Card payments verify identity through card possession and, with 3D Secure, an additional step — but the underlying credentials (card number, expiry, CVV) can be compromised without the card being physically stolen. Pay by Bank authenticates through the customer's banking credentials and biometrics, which are significantly harder to obtain and exploit.

Settlement speed.

Card payments typically settle in one to three business days. Pay by Bank via Fena settles instantly or same-day, reducing the window of uncertainty between payment and funds availability.

Fraud risk.

Card fraud operates at moderate to high rates across UK ecommerce, driven by stolen credentials and organised fraud. Pay by Bank's authentication model makes the equivalent attacks significantly harder to execute.

Is Pay by Bank the right fit for regulated industries?

Pay by Bank via Fena is particularly well-suited to Shopify and WooCommerce merchants in categories where compliance and fraud prevention carry extra weight — including supplements, CBD, vape products, and other regulated goods.

These categories often face elevated chargeback rates and additional scrutiny from card processors. Pay by Bank removes the chargeback exposure entirely and provides a payment flow that meets strong authentication standards by design, without requiring additional compliance work from the merchant.

The FCA-regulated status of both the open banking framework and Fena as a provider means merchants can point to a clear regulatory foundation when questions about payment security arise.

Frequently asked questions

Is Pay by Bank safe to use in the UK?

Yes.

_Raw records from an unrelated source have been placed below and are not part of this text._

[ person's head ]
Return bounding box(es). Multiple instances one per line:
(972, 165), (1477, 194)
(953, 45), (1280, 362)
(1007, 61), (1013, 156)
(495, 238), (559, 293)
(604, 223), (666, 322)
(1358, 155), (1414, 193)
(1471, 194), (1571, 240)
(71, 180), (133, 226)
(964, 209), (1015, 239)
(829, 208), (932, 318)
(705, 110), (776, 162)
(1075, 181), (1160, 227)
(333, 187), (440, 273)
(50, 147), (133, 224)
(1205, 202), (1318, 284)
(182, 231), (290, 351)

Pay by Bank operates under FCA regulation, uses encrypted open banking APIs, and authenticates every payment directly through the customer's bank. It is one of the most secure payment methods available to UK consumers and merchants.

Is Pay by Bank legit?

Yes. It's part of the official UK open banking infrastructure, regulated by the FCA, and actively used by over 11 million UK consumers every month. The major UK banks are required participants under the open banking framework.

Is Fena secure?

Fena is FCA-authorised to process open banking payments in the UK, operates with bank-level encryption, and provides real-time fraud monitoring and full transaction audit trails. It is built specifically for secure ecommerce payments on Shopify and WooCommerce.

Is Pay by Bank more secure than card payments?

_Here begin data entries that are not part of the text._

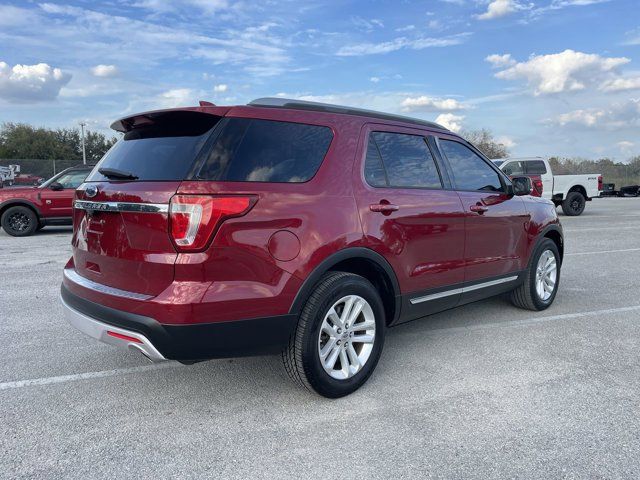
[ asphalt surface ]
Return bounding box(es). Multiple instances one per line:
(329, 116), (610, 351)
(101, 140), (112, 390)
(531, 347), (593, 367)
(1, 198), (640, 479)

For merchants, yes — in several specific ways. It eliminates chargebacks, removes card data from the payment flow, authenticates customers through their own bank rather than card credentials, and settles faster. The residual fraud risks are different from card fraud and generally lower in the ecommerce context.

Does Pay by Bank work for high-risk or regulated product categories?

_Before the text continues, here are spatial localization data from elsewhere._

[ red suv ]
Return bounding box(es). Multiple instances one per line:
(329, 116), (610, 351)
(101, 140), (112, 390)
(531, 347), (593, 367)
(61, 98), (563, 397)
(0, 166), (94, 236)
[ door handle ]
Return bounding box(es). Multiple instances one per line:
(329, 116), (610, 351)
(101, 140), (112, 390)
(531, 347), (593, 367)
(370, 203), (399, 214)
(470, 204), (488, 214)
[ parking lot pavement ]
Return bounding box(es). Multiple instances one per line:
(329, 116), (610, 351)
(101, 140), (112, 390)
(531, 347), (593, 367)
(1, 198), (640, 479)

Yes. Pay by Bank via Fena is well-suited to merchants in regulated categories including CBD, vape, supplements, and similar goods. It removes the chargeback exposure these merchants typically face with cards and meets strong authentication standards by regulatory design.

What happens if a customer wants a refund on a Pay by Bank transaction?

Refunds on Pay by Bank transactions are processed directly by the merchant — there is no card network dispute mechanism involved. This means merchants handle refunds on their own terms, without the fees, timelines, or evidence requirements associated with card chargebacks.

Do I still need PCI compliance if I use Pay by Bank?

No, not for the Pay by Bank payment flow. Because no card data is transmitted or stored, the PCI DSS requirements that apply to card payments do not apply. If you continue to accept cards alongside Pay by Bank, PCI compliance still applies to those transactions.

The bottom line

Pay by Bank is safe, regulated, and — for UK ecommerce merchants — meaningfully more secure than card payments in the areas that matter most: fraud exposure, chargeback risk, and authentication strength.

It's not a novel technology taking a bet on unproven infrastructure. It's built on the same open banking framework regulated by the FCA that over 11 million UK consumers already use, delivered through Fena's ecommerce-specific implementation for Shopify and WooCommerce.

For merchants who've been absorbing card fraud losses and chargeback costs as a cost of doing business, Pay by Bank isn't just a security upgrade — it removes a structural problem rather than managing around it.